Utility is measured by first-token KL divergence between the edited and base models on harmless prompts:
\begin{equation}
D_{\mathrm{KL}}(p_{\mathrm{edit}} \parallel p_{\mathrm{base}}).
\end{equation}
The Optuna study minimizes a KL-derived score and a behavior score that combines harmful refusal, overrefusal, disclaimer, and compliance-gap terms.
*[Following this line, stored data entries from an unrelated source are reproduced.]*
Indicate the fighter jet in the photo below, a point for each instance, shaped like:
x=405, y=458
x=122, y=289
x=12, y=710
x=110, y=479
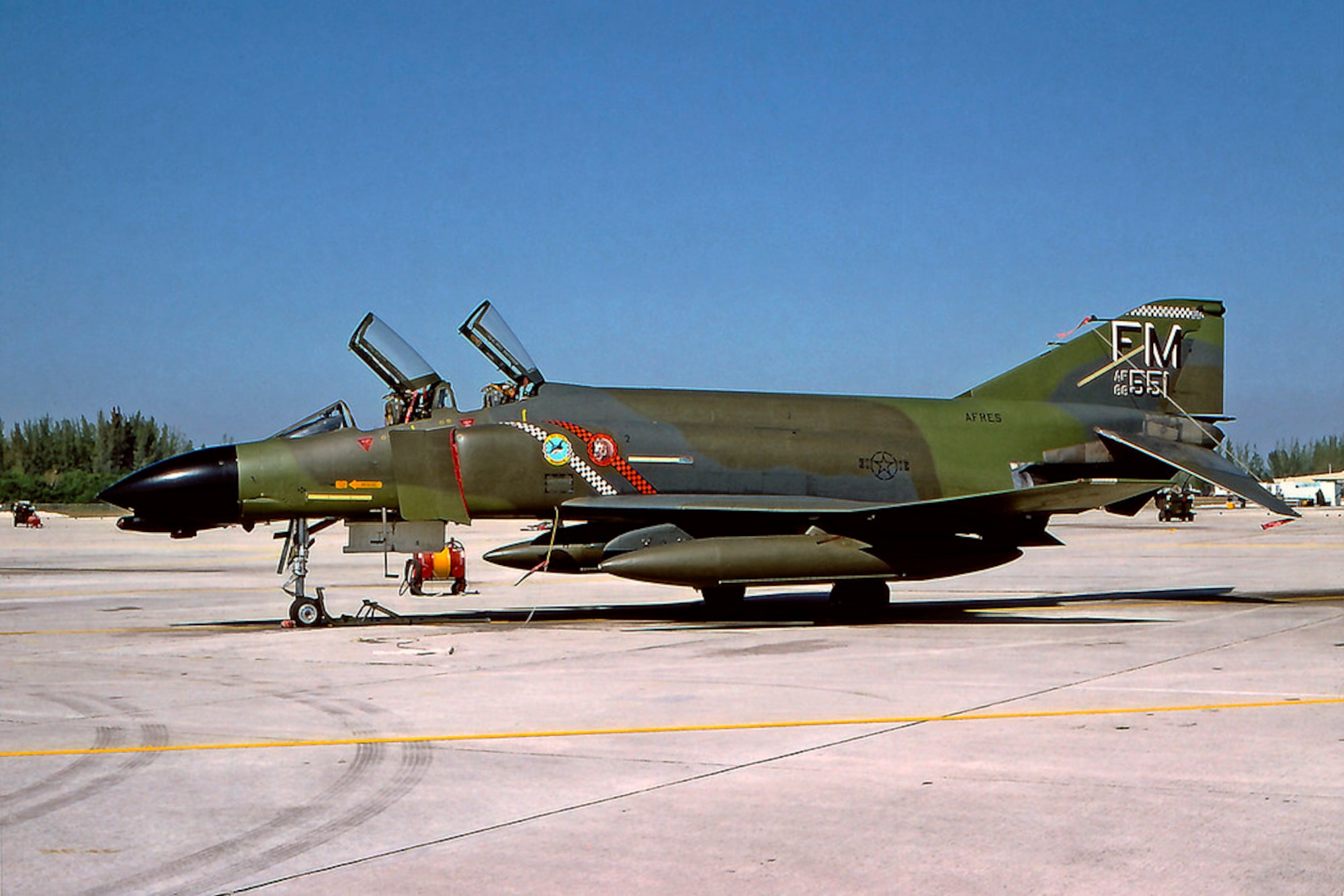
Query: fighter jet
x=726, y=491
After optimization, the system selects a Pareto-style front sorted by harmful refusals, benign overrefusals, and KL divergence.
\section{Experiments and Results}
\subsection{Experimental Setup}
The matched benchmark runs use harmless training prompts from \texttt{mlabonne/harmless\_alpaca} and harmful prompts from \texttt{JailbreakBench/JBB-Behaviors}. The common full benchmark setting uses 240 harmless training prompts, 80 harmful training prompts, 64 harmless evaluation prompts, and the remaining 20 JBB harmful prompts. Most full benchmark configurations run 48 Optuna trials with four startup trials, not the 200 trials claimed in an earlier draft. Older exploratory configs use smaller budgets and \texttt{mlabonne/harmful\_behaviors}.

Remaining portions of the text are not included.